I believe most well run corporations have established arrangements for turning over their presidents and chief executives at regular intervals. In our civil service, it used to be the rule that most staff, in particular senior staff, retired at 60, which meant, inter alia, that heads of departments did not usually serve more than five years or so. Then there are countries – not including this one – who have rules about how long presidents and prime ministers can serve. So in the US, one cannot serve more than two terms as president, although this rule was only written down after being broken by Roosevelt during the Second World War. While the Chinese, aghast at what Mao and his immediate successors had got up to, put in place rules about turning their senior cadres over. Rules which the current leader of China has managed to brush aside, just as the current leader of Russia has. Hopefully rules which will be reinstated in due course.

Not that any of this helps with the man who owns his own businesses, like the one with which I started. He can do what he wants without being bothered by any tiresome share holders, rules or regulations – so he – and we – have to rely on a bit of self-discipline.

Maybe all this is a downside of our all living far longer. We have yet to learn how to manage the greatly stretched decline and fall of alpha males.

PS: since penning this, I have remembered about Elon Musk. Not quite sure how he fits into all this: he might have a big mouth and he is controversial, with fingers in lots of strange pies – but he does make a lot of electric cars. There is even one in the next road to my own. 

References

Reference 1: This tech millionaire went from covid trial funder to misinformation superspreader: After boosting unproven covid drugs and campaigning against vaccines, Steve Kirsch was abandoned by his team of scientific advisers—and left out of a job - Cat Ferguson, Financial Times – 2021.

Reference 2: https://en.wikipedia.org/wiki/Steve_Kirsch.

Reference 3: https://www.skirsch.io/. A very thin version of the man himself.
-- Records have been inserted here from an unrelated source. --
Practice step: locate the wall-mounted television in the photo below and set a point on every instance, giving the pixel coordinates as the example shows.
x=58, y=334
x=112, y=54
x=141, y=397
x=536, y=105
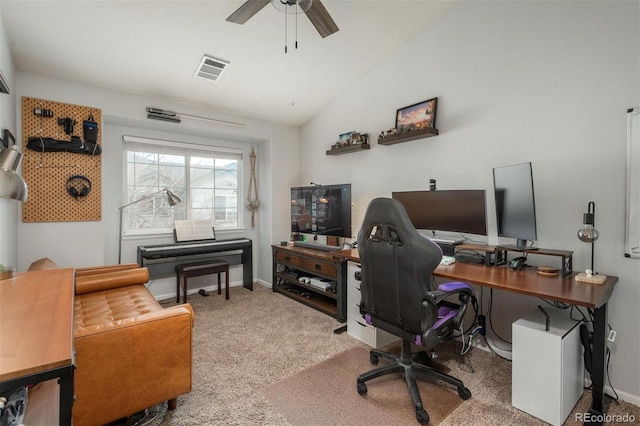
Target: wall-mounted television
x=462, y=211
x=515, y=204
x=321, y=210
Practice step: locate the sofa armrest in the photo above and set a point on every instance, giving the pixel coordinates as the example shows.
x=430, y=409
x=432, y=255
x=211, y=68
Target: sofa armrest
x=110, y=280
x=95, y=270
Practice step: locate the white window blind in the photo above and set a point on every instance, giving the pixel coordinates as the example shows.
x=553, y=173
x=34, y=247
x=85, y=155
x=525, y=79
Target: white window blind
x=206, y=178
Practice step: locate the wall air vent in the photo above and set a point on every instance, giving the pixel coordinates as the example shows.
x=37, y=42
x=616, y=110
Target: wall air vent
x=162, y=115
x=210, y=68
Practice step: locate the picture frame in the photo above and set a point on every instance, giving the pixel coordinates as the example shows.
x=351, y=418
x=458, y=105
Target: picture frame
x=345, y=138
x=417, y=116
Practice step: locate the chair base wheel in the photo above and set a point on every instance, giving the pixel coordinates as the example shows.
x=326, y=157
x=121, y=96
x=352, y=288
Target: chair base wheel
x=422, y=416
x=373, y=359
x=464, y=393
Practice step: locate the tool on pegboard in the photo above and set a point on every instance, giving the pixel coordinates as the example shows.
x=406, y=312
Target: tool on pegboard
x=68, y=124
x=90, y=129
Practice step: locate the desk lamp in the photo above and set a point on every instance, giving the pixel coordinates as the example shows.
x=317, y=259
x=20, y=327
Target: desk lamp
x=589, y=234
x=171, y=197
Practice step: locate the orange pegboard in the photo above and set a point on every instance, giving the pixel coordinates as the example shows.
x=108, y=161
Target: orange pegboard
x=46, y=173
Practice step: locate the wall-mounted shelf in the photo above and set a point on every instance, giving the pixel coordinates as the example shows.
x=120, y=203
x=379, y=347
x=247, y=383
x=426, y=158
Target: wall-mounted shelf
x=408, y=136
x=348, y=148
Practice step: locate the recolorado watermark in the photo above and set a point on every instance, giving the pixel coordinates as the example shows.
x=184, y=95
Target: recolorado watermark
x=604, y=418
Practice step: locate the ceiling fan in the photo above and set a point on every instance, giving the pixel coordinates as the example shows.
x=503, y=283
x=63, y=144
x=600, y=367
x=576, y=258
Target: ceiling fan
x=314, y=9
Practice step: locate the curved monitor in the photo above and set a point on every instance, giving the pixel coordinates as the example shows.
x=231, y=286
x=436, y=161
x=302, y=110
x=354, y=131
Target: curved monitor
x=462, y=211
x=515, y=204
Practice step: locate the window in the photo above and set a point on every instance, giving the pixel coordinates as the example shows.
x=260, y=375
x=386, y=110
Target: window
x=207, y=180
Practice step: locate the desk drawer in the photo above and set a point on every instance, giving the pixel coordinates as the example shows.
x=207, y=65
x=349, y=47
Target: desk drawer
x=288, y=259
x=313, y=266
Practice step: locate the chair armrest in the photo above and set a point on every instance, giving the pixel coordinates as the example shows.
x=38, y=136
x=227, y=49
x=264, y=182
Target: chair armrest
x=109, y=280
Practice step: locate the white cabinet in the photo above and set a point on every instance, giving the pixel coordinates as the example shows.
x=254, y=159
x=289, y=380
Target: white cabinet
x=356, y=325
x=547, y=366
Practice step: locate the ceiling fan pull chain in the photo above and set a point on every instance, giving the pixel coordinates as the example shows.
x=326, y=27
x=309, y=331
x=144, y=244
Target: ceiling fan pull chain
x=285, y=30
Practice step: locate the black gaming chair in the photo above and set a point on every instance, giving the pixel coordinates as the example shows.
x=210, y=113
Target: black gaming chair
x=397, y=263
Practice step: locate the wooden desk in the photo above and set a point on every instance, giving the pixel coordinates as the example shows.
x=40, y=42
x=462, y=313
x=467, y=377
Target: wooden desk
x=36, y=334
x=529, y=283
Reference 4: https://stevekirsch.substack.com/. And there’s more.

Reference 5: https://www.normanfenton.com/. A mathematician who moved into risk: Professor of Risk Information Management, Queen Mary London University. Director of  Agena Ltd.

Reference 6: https://www.agenarisk.com/. ‘Agenarisk provide Bayesian Network Software for Risk Analysis, AI and Decision Making applications’.

Reference 7a: Bayesian network analysis of Covid-19 data reveals higher infection prevalence rates and lower fatality rates than widely reported - M. Neil, N. Fenton, M. Osman, S. McLachlan – 2020. A sample of the product.

Reference 7b: https://www.medrxiv.org/content/10.1101/2020.05.25.20112466v1.full.pdf. The source of the snap above – which I have not taken the time to try to understand, let alone come to a view. For me at least, that has to be left to the majoritarians.